DDN’s AI Storage Appliance Proves Why It is the Solution of Choice for Generative AI, Large Language Models, and Other AI Use Cases
Founded in 2018, MLCommons is an open engineering consortium with a mission to make machine learning better for everyone through benchmarks and data. The first benchmark was the MLPerf™ Training suite, followed by adding various benchmarks for essential parts of AI workflows. Their tests are designed to supply an unbiased way to evaluate AI hardware and software. MLCommons is constantly iterating its benchmarks and adding new test suites to meet the evolving industry trends.
The Introduction of MLPerf Storage Benchmark
MLCommons recently introduced its first suite of benchmarks to evaluate the performance of storage for ML training workloads. They presented these new tests because many AI workloads are extraordinarily data-intensive and demand high-performance storage to ensure good overall system performance and availability. MLPerf Storage attempts to accurately reflect the I/O patterns imposed by ML workloads and provide a standard by which a user can evaluate storage architectures.
The suite currently consists of two workload types and measures how fast storage systems can supply training data when a model is trained across a scalable number of AI accelerators:
- Medical Image Segmentation (3D UNET)
- Natural Language Processing (Bert-large)
DDN Shines in Benchmark Results
DDN’s submissions cover both MLPerf Storage Benchmark categories and five different GPU compute infrastructure configurations to illustrate the AI400X2 appliance’s ability to effectively support workloads as they scale.
The results demonstrate DDN’s industry-leading efficiency. Achieved using only a single storage appliance, DDN attained the highest bandwidth and most accelerators supported for on-premises solutions in both categories of the MLPerf Storage benchmarks.
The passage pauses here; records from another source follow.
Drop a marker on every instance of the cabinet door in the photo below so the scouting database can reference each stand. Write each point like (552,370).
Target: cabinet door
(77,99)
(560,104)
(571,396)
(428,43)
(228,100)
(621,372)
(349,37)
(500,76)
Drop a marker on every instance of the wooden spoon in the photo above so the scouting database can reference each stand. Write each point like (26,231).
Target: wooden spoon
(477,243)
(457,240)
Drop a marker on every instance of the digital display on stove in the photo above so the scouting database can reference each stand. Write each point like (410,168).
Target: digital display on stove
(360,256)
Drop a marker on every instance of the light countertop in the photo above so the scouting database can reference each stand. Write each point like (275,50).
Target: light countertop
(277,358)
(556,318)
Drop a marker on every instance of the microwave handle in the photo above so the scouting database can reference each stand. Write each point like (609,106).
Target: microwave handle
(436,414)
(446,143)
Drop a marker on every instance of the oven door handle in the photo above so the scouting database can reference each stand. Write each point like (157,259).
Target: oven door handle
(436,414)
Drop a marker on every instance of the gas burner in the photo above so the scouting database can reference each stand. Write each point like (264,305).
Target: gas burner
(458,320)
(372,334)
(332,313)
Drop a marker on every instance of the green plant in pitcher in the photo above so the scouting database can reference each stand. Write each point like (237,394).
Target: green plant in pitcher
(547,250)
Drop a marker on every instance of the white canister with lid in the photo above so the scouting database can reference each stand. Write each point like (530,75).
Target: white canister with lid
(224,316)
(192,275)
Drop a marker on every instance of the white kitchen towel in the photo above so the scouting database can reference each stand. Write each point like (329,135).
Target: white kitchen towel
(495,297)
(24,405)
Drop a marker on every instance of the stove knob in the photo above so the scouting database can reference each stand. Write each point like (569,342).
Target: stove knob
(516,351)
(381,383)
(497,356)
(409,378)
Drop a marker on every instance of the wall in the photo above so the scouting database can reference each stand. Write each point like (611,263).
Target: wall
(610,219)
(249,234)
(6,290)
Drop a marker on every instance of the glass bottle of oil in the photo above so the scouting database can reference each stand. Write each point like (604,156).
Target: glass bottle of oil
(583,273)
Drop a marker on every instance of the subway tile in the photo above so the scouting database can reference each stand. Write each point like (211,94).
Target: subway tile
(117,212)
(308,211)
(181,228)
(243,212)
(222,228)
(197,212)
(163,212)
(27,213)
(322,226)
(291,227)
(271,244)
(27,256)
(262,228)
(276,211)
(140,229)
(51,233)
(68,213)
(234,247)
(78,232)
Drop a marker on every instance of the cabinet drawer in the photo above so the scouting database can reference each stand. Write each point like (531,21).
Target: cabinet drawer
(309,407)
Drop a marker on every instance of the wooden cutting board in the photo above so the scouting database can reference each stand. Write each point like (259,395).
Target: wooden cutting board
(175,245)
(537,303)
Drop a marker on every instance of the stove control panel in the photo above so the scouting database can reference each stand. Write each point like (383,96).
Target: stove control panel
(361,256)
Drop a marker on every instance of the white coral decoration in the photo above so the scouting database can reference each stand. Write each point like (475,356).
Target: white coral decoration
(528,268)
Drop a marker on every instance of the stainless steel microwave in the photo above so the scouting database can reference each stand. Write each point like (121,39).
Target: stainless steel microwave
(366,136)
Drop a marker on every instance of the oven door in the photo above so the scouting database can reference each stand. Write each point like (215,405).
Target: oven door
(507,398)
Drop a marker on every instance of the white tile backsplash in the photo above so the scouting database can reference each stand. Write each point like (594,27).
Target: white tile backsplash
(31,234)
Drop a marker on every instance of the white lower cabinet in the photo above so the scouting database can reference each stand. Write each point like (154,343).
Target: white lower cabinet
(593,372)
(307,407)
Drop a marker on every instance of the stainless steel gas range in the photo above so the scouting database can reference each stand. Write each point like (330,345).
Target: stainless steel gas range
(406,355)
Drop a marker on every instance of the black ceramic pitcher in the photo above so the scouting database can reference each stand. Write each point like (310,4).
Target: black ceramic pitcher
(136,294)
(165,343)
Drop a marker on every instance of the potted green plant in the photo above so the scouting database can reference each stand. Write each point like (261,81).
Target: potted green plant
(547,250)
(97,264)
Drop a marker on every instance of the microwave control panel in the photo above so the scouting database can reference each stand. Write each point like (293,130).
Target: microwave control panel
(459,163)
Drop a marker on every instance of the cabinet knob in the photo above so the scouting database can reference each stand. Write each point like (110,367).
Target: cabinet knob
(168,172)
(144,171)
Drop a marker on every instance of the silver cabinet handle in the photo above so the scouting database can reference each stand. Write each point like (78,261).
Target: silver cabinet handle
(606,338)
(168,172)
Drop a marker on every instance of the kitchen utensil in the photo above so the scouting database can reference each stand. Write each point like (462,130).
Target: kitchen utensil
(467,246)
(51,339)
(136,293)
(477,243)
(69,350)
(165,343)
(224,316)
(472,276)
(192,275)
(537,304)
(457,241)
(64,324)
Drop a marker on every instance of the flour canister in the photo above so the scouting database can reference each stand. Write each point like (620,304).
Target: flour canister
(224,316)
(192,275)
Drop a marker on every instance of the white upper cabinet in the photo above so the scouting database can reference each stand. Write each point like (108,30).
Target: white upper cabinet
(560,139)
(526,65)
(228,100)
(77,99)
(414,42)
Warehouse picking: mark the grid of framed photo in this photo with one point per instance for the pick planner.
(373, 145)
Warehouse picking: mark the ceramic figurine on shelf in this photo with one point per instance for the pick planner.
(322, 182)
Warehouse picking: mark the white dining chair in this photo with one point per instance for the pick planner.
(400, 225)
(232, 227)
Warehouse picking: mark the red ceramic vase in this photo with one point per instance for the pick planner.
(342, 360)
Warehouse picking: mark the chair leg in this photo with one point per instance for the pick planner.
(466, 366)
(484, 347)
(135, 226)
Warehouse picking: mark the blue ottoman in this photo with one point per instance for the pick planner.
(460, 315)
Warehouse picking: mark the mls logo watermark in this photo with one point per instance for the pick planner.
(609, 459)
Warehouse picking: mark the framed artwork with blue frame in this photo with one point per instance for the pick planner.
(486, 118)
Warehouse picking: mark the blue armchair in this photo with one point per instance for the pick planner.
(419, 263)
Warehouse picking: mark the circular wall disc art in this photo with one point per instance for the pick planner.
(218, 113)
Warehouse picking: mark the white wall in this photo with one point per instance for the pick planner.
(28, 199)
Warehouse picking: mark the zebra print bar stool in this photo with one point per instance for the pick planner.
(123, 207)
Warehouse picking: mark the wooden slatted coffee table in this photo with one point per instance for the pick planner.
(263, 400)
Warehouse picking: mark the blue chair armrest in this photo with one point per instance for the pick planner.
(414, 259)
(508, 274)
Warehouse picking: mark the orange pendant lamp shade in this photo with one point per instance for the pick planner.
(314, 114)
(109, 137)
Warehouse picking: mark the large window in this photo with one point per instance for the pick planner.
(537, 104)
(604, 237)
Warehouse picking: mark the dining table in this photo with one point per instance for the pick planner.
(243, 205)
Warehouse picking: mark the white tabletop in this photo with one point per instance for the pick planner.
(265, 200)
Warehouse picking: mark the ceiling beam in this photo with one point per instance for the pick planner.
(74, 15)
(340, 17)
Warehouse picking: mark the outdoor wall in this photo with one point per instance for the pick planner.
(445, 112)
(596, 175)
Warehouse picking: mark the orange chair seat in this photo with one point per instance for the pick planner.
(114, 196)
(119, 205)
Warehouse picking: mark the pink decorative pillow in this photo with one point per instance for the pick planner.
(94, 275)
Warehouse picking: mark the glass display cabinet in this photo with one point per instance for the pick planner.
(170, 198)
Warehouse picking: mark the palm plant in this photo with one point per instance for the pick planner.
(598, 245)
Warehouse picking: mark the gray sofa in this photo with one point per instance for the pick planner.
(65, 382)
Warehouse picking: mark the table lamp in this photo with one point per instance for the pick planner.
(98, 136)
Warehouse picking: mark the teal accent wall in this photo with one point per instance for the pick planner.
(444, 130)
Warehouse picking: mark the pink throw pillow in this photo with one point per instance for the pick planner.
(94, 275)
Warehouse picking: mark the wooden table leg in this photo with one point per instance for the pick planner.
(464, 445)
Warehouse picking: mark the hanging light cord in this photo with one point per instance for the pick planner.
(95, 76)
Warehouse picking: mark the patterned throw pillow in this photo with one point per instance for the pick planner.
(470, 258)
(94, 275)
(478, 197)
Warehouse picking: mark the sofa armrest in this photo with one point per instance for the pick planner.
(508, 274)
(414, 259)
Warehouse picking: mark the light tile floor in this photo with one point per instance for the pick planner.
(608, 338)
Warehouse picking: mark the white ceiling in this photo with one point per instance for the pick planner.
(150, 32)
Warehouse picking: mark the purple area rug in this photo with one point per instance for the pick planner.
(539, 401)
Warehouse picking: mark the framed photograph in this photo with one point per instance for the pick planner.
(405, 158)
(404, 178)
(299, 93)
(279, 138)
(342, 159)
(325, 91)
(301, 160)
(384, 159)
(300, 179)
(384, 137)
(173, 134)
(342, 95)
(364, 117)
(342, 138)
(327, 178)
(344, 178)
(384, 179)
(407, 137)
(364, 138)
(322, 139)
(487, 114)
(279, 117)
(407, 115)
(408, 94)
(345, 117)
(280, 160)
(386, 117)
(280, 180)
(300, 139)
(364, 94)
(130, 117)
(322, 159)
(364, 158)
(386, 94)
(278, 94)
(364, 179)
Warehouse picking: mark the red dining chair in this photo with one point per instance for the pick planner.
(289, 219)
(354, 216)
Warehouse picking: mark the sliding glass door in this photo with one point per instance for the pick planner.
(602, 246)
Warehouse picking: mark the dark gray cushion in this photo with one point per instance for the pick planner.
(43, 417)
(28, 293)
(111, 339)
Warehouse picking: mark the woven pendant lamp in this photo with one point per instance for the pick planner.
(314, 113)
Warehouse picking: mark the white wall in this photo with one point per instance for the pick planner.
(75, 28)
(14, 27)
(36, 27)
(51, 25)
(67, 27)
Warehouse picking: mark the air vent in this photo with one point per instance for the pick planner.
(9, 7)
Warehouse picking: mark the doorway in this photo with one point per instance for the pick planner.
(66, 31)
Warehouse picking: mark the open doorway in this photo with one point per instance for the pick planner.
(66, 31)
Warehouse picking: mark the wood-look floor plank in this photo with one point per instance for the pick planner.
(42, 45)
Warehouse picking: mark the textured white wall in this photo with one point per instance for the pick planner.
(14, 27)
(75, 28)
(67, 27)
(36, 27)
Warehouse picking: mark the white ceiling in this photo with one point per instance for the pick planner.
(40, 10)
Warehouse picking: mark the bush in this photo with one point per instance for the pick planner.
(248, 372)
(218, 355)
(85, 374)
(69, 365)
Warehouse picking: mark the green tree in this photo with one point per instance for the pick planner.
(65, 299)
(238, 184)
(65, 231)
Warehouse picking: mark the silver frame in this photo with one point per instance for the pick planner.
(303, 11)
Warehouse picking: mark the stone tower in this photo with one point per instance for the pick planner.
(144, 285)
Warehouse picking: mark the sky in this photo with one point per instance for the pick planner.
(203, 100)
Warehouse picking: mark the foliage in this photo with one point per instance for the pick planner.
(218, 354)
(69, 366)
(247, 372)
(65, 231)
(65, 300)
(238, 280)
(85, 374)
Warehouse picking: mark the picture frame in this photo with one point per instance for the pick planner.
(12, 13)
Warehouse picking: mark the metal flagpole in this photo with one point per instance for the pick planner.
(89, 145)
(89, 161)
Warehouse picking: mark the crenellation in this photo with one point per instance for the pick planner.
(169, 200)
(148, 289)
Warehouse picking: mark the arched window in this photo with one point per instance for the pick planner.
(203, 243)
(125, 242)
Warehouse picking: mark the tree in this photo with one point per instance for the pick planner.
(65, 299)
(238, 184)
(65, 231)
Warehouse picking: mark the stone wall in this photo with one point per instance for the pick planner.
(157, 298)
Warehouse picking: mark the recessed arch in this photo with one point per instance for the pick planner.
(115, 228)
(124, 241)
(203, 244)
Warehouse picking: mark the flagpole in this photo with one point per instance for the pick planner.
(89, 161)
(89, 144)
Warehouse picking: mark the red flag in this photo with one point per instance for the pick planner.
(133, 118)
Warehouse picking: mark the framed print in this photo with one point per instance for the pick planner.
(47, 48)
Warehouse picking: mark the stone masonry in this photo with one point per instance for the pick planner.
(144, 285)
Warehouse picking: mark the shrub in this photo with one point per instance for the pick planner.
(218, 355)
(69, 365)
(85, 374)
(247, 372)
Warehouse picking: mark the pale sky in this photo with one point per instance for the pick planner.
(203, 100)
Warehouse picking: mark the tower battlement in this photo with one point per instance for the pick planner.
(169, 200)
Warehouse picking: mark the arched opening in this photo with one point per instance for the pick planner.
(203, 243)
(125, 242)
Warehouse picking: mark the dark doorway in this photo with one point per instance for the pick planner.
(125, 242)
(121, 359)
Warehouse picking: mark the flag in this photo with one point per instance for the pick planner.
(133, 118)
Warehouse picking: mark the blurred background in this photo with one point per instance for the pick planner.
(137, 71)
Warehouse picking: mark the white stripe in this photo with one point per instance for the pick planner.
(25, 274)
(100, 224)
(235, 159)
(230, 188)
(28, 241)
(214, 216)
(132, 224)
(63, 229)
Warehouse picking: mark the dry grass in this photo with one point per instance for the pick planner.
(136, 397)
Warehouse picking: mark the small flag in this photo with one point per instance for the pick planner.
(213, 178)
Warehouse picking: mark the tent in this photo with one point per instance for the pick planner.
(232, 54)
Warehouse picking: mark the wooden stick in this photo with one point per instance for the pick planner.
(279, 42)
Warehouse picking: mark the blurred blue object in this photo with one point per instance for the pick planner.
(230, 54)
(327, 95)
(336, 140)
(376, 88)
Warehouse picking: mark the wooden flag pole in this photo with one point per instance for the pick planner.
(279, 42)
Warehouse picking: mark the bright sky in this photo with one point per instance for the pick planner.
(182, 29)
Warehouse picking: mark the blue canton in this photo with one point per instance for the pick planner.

The remarkable results demonstrate 1000% better efficiency on a per storage node basis when compared to the competitive on-premises solution submissions.
DDN’s reported results include the following highlights:
- In the single compute node benchmark, one DDN AI400X2 NVMe appliance running DDN’s EXAScaler 6.2 parallel filesystem served 40 accelerators at a throughput of 16.2 GB/s.
- In the multi-node benchmark, one DDN AI400X2 NVMe appliance served 160 accelerators across ten GPU compute nodes at a throughput of 61.6 GB/s.
- It is also notable that the second benchmark submission is limited by the performance of the compute clients rather than the single AI400X2 system, demonstrating the superior efficiency of the 2U appliance.
AI Data Centers Need Efficient Storage
As accelerated computing becomes more widely adopted, the efficiency of the storage system supporting AI workloads increases in importance. Power and space in data centers are becoming increasingly valuable commodities, and by efficiently delivering superior bandwidth to computing systems, DDN’s solutions simultaneously ensure GPUs are fully utilized while minimizing storage footprint.
The System Behind the Numbers
As the demand for larger and larger AI datasets to feed generative AI and Large Language Models continues to grow, the need for simple but capable storage becomes more apparent. As demonstrated in the MLPerf Storage benchmark, the DDN AI400X2 appliance delivers leadership performance in the world’s most efficient package to complement the largest GPU systems in the world for an end-to-end solution that supplies outstanding results.
The AI400X2’s shared parallel architecture and client protocol ensures high levels of performance, scalability, security, and reliability for accelerated computing systems. Multiple parallel data paths extend from the drives all the way to containerized applications running on the GPUs for fastest AI processing. With DDN’s true end-to-end parallelism, data is delivered with high-throughput, low-latency, and massive concurrency in transactions. This ensures applications achieve the most productivity and efficiency with all GPU cycles put to productive use. Optimized parallel data delivery directly translates to increased application performance and faster training completion times.